That's why I said the syntax is largely done. They're still actively working on tooling as this release shows. The compiler has some useful improvements. IMHO, a stable syntax leaves more focus on improving the tooling as in this release. It seems to work well for Clojure as well.
That pretty well sums up why I rather like Clojure and Rust but not Elixir: tooling is an afterthought, at best, with Elixir.
Luckily, bitwalker's work has largely been integrated into Elixir in v1.9.
That's disappointing to hear. Distillery was a cobbled together mess of bash (not even POSIX!) scripts that should've been put out to pasture ages ago. Elixir has three major problems from my POV: developer tooling is an afterthought, portability is an afterthought, and build artifacts / deployments are unwieldy. Distillery embodies all three and it's a shame that the path forward is simply to throw more bodies at a broken solution.
Recently the Erlang Ecosystem Foundation [EEF](https://erlef.org) was founded and supported by a several companies and the community to ensure the Erlang (including Elixir) ecosystem is maintained.
Unfortunately the status quo is not great – rather than doubling down on poorly thought out solutions it would be nice to see actual improvement. I spent enough time dissecting distillery in an attempt to get deployments to work to make my eyes bleed.
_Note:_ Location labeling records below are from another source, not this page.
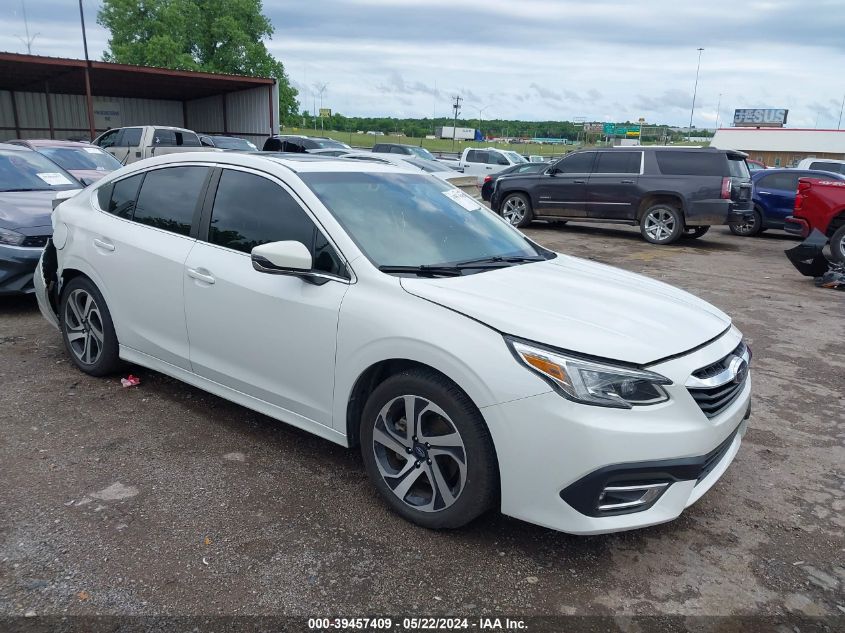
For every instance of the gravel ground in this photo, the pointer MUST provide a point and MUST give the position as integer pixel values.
(162, 499)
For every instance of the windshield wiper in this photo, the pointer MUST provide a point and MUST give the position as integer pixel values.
(424, 271)
(498, 259)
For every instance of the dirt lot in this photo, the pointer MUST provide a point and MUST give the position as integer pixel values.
(163, 499)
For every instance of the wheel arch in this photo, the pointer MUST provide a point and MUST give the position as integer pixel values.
(660, 197)
(369, 379)
(836, 221)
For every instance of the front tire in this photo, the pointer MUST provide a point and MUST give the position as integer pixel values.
(427, 450)
(662, 224)
(516, 209)
(87, 328)
(837, 244)
(750, 228)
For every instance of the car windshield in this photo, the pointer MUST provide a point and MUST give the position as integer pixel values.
(24, 170)
(228, 142)
(428, 166)
(423, 153)
(330, 144)
(738, 168)
(415, 220)
(92, 158)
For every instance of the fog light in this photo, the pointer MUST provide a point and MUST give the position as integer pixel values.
(624, 497)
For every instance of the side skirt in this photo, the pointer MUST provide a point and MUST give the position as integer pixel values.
(238, 397)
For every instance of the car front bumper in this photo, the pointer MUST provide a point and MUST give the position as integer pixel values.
(555, 455)
(17, 265)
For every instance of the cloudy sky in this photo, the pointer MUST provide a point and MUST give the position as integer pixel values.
(604, 60)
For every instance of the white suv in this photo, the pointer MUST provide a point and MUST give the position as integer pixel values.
(385, 309)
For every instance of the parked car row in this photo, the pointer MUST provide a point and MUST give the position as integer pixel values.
(472, 367)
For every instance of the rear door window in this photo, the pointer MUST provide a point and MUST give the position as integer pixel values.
(187, 139)
(785, 182)
(580, 163)
(168, 198)
(618, 162)
(164, 138)
(838, 168)
(131, 137)
(692, 163)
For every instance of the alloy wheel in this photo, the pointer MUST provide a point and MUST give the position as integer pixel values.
(514, 210)
(420, 453)
(659, 225)
(84, 327)
(747, 228)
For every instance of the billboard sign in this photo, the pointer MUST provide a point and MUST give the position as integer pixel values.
(760, 117)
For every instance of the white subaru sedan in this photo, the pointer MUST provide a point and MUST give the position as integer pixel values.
(387, 310)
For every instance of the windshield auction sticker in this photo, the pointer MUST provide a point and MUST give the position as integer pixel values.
(54, 179)
(458, 196)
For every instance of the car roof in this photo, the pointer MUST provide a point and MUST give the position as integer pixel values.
(295, 162)
(47, 142)
(20, 148)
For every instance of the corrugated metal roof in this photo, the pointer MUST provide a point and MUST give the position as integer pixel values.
(27, 73)
(780, 140)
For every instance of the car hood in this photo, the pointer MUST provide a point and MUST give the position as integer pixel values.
(22, 209)
(581, 306)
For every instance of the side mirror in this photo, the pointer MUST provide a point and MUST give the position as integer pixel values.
(282, 258)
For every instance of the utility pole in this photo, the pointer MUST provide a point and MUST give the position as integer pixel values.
(842, 107)
(718, 110)
(457, 108)
(88, 98)
(321, 88)
(694, 92)
(29, 39)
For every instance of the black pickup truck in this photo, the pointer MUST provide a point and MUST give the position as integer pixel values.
(670, 192)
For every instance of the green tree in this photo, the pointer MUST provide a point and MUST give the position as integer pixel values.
(221, 36)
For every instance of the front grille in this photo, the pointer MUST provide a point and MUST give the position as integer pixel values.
(36, 240)
(714, 457)
(713, 400)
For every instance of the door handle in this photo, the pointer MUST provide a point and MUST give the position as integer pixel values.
(201, 275)
(106, 246)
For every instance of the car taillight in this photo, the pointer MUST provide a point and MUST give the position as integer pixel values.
(803, 187)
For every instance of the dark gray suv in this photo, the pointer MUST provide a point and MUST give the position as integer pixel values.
(669, 192)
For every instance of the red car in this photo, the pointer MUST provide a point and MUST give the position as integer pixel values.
(85, 162)
(820, 204)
Contrast that with rust where the developer experience is front and center. Even as the syntax evolves over time it remains a pleasure to use. rls is flaky but that's such a minor problem in comparison.
For those that don’t know Nubank, they are a Brazilian app/bank/credit card that is the biggest (by employee count) core user of Clojure. They use Clojure and Datomic database for their core products.
Not sure how they are using Elixir, but you can find more about their use of Clojure and Datomic on YouTube. They sponsor/speak at a lot of Clojure conferences.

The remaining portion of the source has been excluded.